Jackson relented, and Bryant, whose career high is 56 points, set last season against the Memphis Grizzlies, scored another five, all from the free-throw line. He reached 50 for the third time this season, for the fifth time in his career, and the 55 is a league high this season.

"I feel happy we played well tonight," Bryant said. "I feel like I did my part."

In a remarkable run of almost entirely jump shots, Bryant scored a team-record 42 points in the first half, when he made eight three-pointers and 14 of 19 shots overall. The eight three-pointers tied a league record, set by Milwaukee's Tim Thomas two seasons ago, and tied by teammates Michael Redd and Ray Allen last season.

He thumped his chest with his fist and grinned and took high fives from teammates who'd seen this act before, and fed him with bounce passes and stood back.

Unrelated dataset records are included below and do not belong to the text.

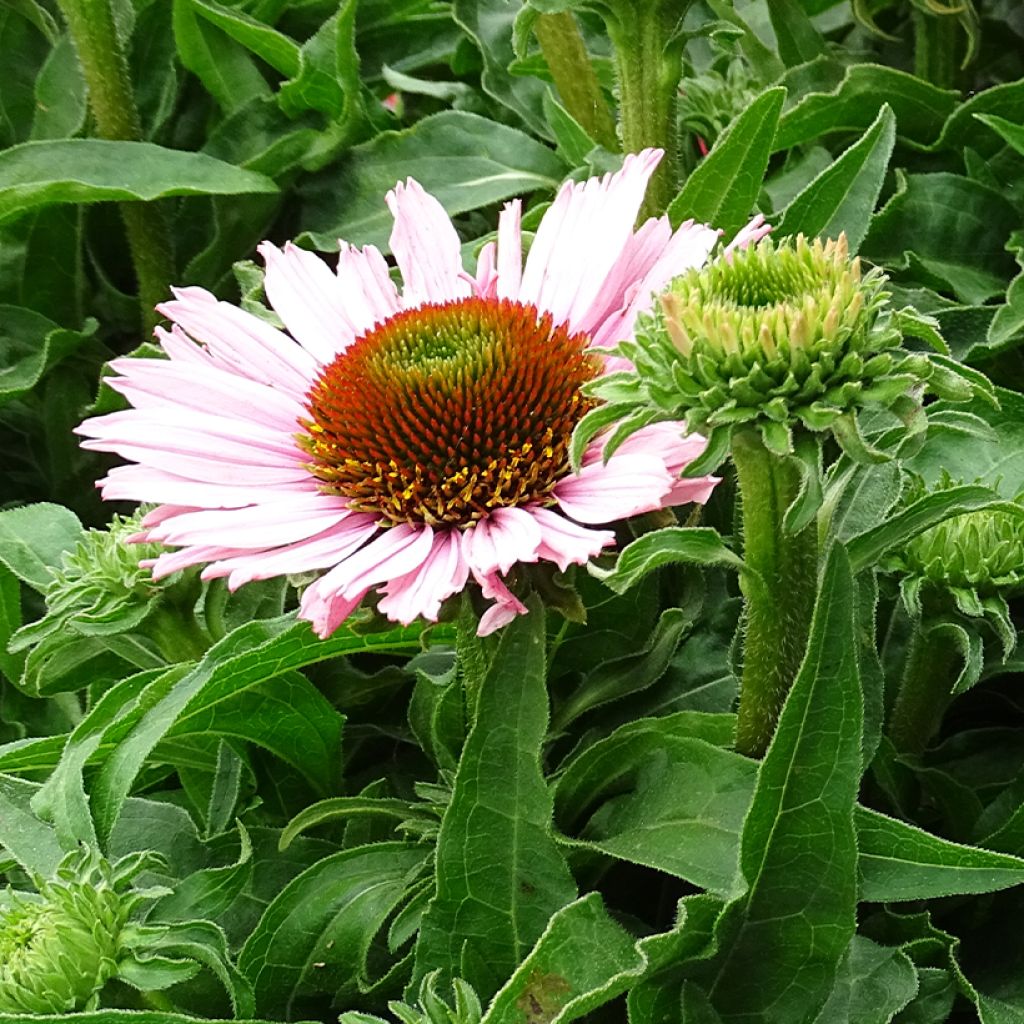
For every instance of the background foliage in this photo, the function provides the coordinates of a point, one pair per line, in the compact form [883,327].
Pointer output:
[332,820]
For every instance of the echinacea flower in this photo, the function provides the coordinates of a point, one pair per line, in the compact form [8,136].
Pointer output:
[407,440]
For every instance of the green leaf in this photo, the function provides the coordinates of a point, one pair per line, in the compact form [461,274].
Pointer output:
[489,24]
[315,936]
[87,170]
[33,540]
[723,188]
[466,161]
[952,228]
[921,109]
[873,984]
[252,654]
[662,793]
[583,961]
[782,941]
[500,872]
[224,68]
[867,548]
[32,843]
[798,40]
[842,198]
[899,861]
[674,545]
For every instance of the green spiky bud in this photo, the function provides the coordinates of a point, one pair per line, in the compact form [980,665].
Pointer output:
[972,562]
[58,948]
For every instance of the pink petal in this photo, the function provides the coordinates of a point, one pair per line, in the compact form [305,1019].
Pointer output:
[582,236]
[305,295]
[256,527]
[152,383]
[326,611]
[143,483]
[505,608]
[749,235]
[320,552]
[565,543]
[442,573]
[425,246]
[688,248]
[497,543]
[367,288]
[627,485]
[241,342]
[509,263]
[395,552]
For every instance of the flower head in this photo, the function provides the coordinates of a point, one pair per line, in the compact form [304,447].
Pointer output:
[407,440]
[58,949]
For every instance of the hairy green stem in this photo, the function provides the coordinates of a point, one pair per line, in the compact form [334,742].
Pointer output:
[649,66]
[924,690]
[935,48]
[94,34]
[779,589]
[569,64]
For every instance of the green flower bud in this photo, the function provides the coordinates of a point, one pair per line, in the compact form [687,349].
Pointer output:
[58,949]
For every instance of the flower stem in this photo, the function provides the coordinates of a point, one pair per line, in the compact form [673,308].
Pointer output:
[568,61]
[779,590]
[924,690]
[648,60]
[94,34]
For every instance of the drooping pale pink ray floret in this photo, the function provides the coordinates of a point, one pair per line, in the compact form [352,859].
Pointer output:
[367,444]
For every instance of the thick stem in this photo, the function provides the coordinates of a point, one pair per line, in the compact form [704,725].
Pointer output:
[568,61]
[924,690]
[95,37]
[779,590]
[649,67]
[935,48]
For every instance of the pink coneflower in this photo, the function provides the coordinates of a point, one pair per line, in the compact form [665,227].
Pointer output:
[406,440]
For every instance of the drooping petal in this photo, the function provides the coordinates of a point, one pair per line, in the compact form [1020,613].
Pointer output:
[442,573]
[306,296]
[566,543]
[504,538]
[320,552]
[581,238]
[509,262]
[426,247]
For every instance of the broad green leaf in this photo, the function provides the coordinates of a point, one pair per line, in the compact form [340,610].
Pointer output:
[87,170]
[488,24]
[224,68]
[32,843]
[796,36]
[921,109]
[867,548]
[466,161]
[899,861]
[873,984]
[252,654]
[33,540]
[655,794]
[949,228]
[315,936]
[500,872]
[583,961]
[842,198]
[724,186]
[674,545]
[782,941]
[995,460]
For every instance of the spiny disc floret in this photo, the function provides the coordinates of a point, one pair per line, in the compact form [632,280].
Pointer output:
[449,411]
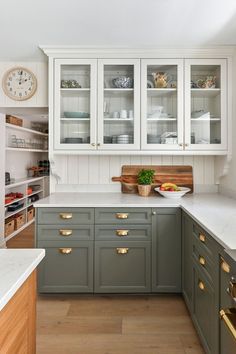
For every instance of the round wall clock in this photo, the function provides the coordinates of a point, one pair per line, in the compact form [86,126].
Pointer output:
[19,83]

With Jerry West, a mentor, sitting in owner Jerry Buss' box far above the Laker bench, Bryant made 14 of his first 16 shots, eight of his first nine three-pointers, scored 23 consecutive Laker points in one 5:42 span, and chased off the Wizards, straining for the Eastern Conference's final playoff spot.

The Utah Jazz beat the Milwaukee Bucks on Friday night, leaving the Wizards half-a-game ahead of the Bucks, in eighth. The Lakers remained in seventh place in the Western Conference, a game behind the Jazz. Both teams have 10 games remaining, and the Lakers are the team that is surging. They have won three in a row and are 31-11 since Christmas Day.

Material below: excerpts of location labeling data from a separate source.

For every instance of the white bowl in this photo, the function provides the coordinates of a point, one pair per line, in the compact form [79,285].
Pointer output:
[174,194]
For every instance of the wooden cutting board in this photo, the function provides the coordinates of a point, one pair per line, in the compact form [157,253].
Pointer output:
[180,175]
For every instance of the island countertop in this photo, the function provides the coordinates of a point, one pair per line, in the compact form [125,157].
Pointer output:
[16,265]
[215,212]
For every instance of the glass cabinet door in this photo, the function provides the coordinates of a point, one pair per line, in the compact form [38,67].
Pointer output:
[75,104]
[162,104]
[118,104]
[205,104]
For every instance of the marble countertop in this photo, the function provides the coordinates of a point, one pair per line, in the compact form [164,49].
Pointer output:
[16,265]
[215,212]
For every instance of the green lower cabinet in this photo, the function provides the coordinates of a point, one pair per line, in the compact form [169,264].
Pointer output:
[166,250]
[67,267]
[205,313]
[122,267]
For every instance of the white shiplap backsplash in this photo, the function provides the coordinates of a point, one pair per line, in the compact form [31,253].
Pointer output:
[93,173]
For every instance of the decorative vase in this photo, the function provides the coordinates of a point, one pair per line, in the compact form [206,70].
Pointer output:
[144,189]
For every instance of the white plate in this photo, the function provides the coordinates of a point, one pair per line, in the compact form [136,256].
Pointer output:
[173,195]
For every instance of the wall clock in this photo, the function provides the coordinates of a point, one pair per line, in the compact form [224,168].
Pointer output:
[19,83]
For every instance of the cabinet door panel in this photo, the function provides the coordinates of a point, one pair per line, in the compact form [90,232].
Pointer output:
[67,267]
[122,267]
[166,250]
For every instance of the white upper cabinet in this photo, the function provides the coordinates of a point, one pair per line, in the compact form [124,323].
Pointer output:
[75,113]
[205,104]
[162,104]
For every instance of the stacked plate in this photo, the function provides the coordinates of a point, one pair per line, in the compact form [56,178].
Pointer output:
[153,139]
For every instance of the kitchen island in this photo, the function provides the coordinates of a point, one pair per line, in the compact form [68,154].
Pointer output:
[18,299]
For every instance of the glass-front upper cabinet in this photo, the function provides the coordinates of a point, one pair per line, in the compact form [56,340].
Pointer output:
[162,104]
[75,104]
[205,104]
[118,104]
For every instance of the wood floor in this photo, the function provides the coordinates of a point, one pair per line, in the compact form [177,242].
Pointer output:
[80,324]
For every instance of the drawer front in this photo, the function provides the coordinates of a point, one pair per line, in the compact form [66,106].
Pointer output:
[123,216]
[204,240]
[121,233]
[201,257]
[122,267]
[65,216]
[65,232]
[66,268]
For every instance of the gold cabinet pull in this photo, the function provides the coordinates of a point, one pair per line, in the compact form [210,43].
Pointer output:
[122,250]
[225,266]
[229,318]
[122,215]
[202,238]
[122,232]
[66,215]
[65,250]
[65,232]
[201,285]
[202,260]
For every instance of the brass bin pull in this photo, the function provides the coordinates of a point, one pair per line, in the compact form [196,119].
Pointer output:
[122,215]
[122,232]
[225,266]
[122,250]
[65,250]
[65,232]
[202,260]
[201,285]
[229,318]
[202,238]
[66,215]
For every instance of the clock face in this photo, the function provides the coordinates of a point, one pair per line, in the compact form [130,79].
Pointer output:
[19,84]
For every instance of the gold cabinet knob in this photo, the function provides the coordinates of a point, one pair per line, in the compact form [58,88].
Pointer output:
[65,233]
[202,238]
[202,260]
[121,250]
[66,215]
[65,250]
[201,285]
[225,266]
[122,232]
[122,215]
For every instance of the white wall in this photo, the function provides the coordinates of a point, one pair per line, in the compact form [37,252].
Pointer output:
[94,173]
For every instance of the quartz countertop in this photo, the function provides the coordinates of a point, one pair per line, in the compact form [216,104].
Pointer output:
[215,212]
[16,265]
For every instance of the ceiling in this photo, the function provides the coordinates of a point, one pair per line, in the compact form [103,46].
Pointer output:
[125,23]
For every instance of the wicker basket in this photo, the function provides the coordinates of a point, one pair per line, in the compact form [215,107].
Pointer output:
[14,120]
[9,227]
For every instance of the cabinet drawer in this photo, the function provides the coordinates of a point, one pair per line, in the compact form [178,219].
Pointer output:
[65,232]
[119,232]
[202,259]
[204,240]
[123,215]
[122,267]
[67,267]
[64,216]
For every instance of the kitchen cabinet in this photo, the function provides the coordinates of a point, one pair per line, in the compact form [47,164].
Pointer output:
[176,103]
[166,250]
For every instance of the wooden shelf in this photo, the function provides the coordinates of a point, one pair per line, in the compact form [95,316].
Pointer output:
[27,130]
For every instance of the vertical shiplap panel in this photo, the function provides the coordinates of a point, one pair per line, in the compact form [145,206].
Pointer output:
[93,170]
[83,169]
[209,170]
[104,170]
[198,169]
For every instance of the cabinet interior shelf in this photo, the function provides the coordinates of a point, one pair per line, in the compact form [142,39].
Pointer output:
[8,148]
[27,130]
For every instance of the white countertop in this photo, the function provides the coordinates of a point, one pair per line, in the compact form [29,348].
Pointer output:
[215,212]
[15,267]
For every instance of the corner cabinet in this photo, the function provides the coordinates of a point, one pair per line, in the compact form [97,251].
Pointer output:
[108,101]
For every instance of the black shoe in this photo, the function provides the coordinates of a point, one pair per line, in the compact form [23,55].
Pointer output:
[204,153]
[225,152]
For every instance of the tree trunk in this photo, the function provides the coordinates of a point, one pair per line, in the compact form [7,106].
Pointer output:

"I would have loved to have won," Jordan said on his way out of town. "But we ran into a guy who was very, very hot. We never could answer to that barrage of scoring that he gave us. I think we played competitive. But by far they're a better basketball team than we are.

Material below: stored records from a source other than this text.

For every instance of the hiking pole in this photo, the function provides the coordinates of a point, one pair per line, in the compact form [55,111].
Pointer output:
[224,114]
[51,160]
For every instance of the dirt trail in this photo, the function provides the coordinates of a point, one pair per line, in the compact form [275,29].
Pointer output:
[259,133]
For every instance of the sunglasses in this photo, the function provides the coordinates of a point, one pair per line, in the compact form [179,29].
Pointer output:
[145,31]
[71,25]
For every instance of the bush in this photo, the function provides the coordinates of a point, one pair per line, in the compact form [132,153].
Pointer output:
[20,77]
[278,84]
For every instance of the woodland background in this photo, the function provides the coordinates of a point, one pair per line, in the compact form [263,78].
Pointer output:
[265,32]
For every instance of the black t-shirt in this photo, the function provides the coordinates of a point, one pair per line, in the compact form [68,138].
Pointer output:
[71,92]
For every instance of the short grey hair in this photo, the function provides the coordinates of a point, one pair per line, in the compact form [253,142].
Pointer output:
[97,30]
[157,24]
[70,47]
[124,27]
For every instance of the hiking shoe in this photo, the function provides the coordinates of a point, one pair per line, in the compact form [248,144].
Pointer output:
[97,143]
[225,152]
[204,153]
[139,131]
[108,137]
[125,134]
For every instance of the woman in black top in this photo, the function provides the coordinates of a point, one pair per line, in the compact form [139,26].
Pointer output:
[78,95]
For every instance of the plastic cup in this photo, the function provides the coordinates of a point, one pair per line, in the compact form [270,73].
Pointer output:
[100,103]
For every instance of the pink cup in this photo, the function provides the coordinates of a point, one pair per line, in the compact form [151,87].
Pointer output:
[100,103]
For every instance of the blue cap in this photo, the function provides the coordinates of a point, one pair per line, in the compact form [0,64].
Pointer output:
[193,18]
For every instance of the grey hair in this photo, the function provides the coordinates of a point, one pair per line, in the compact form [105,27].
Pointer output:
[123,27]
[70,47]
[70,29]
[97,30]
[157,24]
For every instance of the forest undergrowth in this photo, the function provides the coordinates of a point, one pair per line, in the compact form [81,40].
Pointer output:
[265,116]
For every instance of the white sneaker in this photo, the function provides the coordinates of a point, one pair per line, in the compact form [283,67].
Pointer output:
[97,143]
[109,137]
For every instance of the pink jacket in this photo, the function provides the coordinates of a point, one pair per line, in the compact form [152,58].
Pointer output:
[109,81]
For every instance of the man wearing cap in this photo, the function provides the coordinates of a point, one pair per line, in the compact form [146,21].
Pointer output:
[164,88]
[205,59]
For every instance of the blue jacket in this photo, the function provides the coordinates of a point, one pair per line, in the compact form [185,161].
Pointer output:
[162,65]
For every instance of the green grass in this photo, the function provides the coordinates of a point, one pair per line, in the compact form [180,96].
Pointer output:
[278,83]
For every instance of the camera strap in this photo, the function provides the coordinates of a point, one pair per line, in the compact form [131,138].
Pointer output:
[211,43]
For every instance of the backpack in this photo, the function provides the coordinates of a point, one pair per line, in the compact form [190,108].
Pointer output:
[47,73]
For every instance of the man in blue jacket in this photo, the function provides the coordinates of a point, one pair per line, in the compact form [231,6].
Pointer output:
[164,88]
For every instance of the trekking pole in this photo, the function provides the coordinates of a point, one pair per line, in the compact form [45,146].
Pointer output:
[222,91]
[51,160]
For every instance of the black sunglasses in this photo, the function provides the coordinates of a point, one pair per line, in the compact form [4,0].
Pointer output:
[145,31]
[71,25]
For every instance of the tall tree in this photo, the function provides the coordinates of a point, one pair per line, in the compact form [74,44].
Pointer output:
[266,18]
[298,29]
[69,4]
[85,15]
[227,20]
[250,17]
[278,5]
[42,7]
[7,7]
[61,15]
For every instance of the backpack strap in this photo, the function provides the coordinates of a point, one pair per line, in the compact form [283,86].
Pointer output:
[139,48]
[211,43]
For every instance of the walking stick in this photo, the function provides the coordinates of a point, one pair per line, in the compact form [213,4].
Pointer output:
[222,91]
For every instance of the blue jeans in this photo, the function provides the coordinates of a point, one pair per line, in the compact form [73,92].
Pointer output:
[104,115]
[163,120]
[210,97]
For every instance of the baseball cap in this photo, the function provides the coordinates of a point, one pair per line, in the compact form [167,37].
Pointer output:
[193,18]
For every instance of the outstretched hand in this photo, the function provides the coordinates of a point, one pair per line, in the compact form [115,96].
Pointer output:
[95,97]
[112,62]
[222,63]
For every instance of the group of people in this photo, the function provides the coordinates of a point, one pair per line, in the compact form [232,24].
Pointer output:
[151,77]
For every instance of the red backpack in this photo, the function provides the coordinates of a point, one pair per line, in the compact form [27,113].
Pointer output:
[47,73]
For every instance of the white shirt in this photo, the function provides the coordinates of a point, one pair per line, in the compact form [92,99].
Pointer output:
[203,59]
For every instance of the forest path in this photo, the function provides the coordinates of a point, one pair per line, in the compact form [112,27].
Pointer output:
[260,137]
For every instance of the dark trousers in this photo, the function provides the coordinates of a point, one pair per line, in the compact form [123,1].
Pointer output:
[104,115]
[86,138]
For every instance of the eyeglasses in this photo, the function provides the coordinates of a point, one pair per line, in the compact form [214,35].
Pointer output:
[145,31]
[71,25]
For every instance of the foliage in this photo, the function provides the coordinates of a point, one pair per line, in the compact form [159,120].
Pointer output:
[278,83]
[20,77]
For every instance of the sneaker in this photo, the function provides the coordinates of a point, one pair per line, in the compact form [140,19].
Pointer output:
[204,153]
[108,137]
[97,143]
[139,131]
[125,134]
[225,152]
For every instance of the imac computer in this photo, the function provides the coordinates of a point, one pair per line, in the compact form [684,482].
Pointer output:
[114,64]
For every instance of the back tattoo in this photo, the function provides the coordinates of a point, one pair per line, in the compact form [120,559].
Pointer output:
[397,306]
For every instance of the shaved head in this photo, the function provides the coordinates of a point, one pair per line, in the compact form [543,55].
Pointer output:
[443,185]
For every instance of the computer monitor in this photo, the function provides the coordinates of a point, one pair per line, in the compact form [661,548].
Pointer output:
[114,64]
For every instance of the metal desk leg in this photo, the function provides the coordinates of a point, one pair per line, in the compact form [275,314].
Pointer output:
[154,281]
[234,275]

"For me, personally, it's always fun to play here. The fans are very, very respectful. I'm appreciative of that."

All of which served as the backdrop to Jordan, and Jordan and Bryant, and Jordan and Jackson, and whatever else anyone wished to see, one last time, presumably. If something symbolic was passed, as has been re-examined every time Jordan's path crosses Bryant's, it was hazy.

Bryant deflected direct comparisons. Shaquille O'Neal did not.

Asked if it were a coincidence that Bryant's offense came on a night when Jordan was on the same floor, if almost never defending him, O'Neal said, "Kobe's not really the type to back down. But, in every good karate flick, in order for the student to become the man, he has to kill the teacher."

Asked if Jordan were dead, O'Neal said, "It's not for me to say."

While Bryant insisted he was moved by a request by Jackson to press his offense against the Wizards and not Jordan's presence, he did admit to a competitive rush when Jordan made his first four shots.

"A little bit," Bryant said. "Normally, I would try to control that, but this morning Phil gave me the green light to attack offensively. I was geared toward that."

With 2:34 remaining, with the Laker lead 15, with O'Neal at the free-throw line on his way to an almost-invisible 26 points, Jordan put a towel over his shoulders and received a standing ovation.

With 30 seconds left in the third quarter, Jordan took a charge near the right sideline from Bryant, and Bryant argued the call while straddling the fallen Jordan. When it became evident he would lose the debate, Bryant pretended to pummel Jordan with punches and pulled him from the floor as both laughed.

No wonder Bryant's mood was good. He scored 19 points in the first quarter, 23 in the second. He scored 23 consecutive points for the Lakers, the first two on a fastbreak layup with 2:42 left in the first quarter, the last three on a 26-footer three minutes into the second.

He scored 10 consecutive points, the first two on free throws with 5:44 into the second quarter, the last two on a 19-foot pull-up jumper 1:31 later.